RDC : Les réserves de change s’élèvent à 3,3 milliards USD au 11 novembre 2021 (Gouverneur BCC)
Par Enoch David Aluta, CongoRassure
La gouverneure de la Banque centrale du Congo (BCC) a indiqué aux membres du gouvernement que la situation économique reste marquée par la conclusion de la première revue du programme triennal dont l’approbation par le conseil d’administration du FMI en décembre de l’année en cours se traduira par un décaissement de plus de 200 millions de dollars US de la Facilité élargie de crédit (FEC).
Selon Malangu Kabedi Mbuyi, au vu des efforts déjà réalisés, le FMI encourage le gouvernement à poursuivre les réformes structurelles indispensables pour soutenir la reprise et promouvoir une croissance solide et diversifiée.

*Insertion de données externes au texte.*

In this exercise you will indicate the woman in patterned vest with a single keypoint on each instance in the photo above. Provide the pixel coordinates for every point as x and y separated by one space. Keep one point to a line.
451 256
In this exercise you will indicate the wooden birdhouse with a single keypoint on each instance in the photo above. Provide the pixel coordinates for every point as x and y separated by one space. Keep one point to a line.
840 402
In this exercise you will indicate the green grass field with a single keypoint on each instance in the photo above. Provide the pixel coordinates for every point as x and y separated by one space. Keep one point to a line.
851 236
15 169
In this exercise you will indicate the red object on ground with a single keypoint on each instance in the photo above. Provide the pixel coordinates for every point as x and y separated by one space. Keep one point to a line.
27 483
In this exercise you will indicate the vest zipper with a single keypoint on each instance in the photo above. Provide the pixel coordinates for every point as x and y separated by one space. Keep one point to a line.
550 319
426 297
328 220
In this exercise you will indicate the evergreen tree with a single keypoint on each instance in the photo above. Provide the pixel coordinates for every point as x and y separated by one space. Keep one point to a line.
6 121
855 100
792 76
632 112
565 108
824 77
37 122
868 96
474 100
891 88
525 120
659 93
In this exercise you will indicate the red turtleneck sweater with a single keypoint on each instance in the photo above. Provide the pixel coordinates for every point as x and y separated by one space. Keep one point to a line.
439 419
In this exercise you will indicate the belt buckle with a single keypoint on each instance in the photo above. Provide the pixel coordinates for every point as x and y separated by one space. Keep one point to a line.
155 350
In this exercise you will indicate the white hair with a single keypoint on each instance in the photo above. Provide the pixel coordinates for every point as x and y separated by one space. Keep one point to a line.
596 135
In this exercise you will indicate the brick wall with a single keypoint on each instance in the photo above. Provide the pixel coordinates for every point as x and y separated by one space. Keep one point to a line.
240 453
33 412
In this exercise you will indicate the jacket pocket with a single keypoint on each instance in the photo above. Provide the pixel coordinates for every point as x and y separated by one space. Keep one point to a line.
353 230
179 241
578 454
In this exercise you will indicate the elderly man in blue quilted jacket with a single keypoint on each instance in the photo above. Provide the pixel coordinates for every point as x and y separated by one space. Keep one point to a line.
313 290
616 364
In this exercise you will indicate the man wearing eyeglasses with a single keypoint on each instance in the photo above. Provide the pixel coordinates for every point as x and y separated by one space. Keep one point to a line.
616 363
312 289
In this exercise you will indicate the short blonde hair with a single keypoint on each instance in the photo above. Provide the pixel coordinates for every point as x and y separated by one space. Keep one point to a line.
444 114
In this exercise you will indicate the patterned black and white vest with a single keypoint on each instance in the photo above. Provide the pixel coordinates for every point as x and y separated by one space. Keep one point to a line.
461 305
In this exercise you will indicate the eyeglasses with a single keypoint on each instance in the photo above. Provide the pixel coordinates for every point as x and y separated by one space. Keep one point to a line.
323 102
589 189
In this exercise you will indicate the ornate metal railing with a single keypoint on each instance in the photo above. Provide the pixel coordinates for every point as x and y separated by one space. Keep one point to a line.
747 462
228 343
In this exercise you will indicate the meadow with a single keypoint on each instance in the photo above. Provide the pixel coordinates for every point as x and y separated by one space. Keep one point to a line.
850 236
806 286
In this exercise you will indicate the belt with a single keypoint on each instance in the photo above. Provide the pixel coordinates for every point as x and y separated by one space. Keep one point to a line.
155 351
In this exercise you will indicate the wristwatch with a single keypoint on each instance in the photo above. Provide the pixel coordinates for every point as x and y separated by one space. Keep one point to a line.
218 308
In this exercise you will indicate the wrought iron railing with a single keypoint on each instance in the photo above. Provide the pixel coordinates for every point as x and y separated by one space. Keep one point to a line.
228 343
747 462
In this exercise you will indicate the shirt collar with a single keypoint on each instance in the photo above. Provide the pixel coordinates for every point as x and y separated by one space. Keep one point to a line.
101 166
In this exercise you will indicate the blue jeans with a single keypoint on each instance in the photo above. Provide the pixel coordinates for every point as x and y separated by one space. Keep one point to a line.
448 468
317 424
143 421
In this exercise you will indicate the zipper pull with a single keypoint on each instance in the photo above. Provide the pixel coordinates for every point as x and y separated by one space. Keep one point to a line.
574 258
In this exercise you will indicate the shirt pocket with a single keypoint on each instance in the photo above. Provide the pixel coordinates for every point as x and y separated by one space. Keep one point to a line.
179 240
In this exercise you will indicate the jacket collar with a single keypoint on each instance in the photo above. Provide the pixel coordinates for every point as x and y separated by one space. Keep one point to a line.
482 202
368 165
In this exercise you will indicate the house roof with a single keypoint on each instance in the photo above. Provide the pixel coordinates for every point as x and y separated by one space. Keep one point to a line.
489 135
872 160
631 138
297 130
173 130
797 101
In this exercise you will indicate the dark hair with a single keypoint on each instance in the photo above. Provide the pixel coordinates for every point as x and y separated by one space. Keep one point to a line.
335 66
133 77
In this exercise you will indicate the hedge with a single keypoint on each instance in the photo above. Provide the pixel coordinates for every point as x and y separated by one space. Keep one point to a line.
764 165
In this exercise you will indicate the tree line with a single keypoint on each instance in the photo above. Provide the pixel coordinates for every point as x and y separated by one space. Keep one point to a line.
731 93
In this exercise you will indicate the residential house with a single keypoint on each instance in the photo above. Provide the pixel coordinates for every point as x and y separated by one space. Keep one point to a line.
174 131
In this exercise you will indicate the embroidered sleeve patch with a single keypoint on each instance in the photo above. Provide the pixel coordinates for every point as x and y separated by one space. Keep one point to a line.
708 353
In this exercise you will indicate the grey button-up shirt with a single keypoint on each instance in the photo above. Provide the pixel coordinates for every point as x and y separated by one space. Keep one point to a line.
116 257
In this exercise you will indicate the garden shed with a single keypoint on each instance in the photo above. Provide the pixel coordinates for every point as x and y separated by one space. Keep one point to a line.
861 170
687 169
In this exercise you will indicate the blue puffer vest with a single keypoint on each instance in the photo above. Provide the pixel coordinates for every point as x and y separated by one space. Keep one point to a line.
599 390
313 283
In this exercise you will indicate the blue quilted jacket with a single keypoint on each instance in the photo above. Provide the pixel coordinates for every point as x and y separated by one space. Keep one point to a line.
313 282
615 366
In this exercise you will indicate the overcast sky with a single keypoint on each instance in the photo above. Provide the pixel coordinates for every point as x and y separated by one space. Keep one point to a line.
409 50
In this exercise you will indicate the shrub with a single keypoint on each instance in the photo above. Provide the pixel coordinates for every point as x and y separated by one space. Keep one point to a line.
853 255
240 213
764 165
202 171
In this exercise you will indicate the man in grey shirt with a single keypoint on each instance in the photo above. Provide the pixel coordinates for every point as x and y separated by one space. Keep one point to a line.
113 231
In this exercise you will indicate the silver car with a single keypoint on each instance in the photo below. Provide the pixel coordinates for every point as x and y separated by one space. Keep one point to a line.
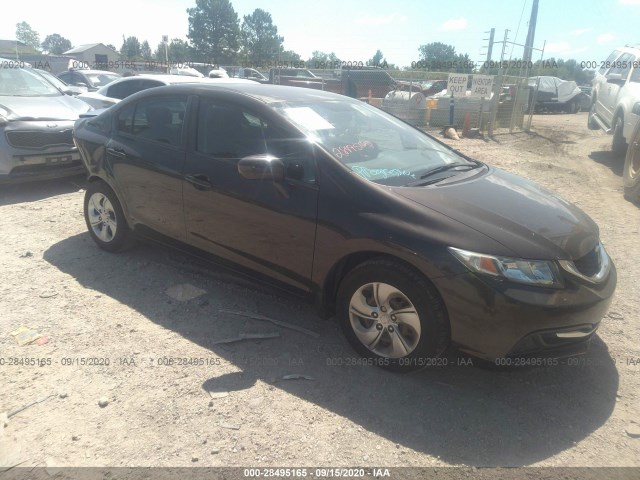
36 123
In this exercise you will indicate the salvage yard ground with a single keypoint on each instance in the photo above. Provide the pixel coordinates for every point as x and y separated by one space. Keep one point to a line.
229 404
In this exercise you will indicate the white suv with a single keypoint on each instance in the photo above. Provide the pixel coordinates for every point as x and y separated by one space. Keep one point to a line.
615 96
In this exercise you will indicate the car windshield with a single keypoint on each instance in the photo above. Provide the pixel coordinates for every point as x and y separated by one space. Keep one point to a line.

La gouverneure de la BCC a déclaré que le marché des biens et services est resté relativement stable avec un cumul annuel de l’inflation de 4,071 % à la fin de la deuxième semaine de novembre 2021, contre environ 14 % en 2020. « A ce rythme, l’inflation serait de 4,72% à la fin du mois de décembre 2021, contre un objectif de 7% », a-t-elle précisé.
Par ailleurs, le marché des changes est resté globalement stable, comme en témoignent les faibles variations du taux de change sur les deux segments du marché. Depuis le début de l’année, le taux de dépréciation du franc congolais n’est que de 1,37% au taux indicatif et de 0,90% au taux parallèle, contre une perte de pouvoir d’achat de la monnaie de plus de 14% à la période correspondante en 2020.
La gouverneure de la Banque centrale a également relevé une bonne performance des finances publiques en 2021 par rapport à 2020, notamment au niveau des recettes.
Elle a également indiqué que les réserves de change s’élèvent à 3,3 milliards de dollars US au 11 novembre 2021, soit 3 mois d’importations de biens et services. Les prix mondiaux des principaux produits d’exportation de la RDC sont en hausse en raison de la demande à mesure que l’économie mondiale se redresse.
Toutefois, malgré la stabilité observée, l’économie nationale reste exposée à certains risques externes, notamment la faible couverture vaccinale dans les pays en développement, qui pourrait influencer leurs économies et la trajectoire de la croissance mondiale.
Sur le plan interne, la faible couverture vaccinale et les pressions sur la demande intérieure qui caractérisent historiquement le dernier trimestre de l’année marqué par les préparatifs des fêtes de fin d’année, sont également des facteurs de risque.
La gouverneure Malangu a recommandé le maintien de la coordination des politiques budgétaires et monétaires, la poursuite de l’application du pacte de stabilité, la recherche d’une gestion optimale de la liquidité, et la mise en œuvre des réformes retenues dans le cadre du programme avec le FMI en vue de la diversification de l’économie mondiale.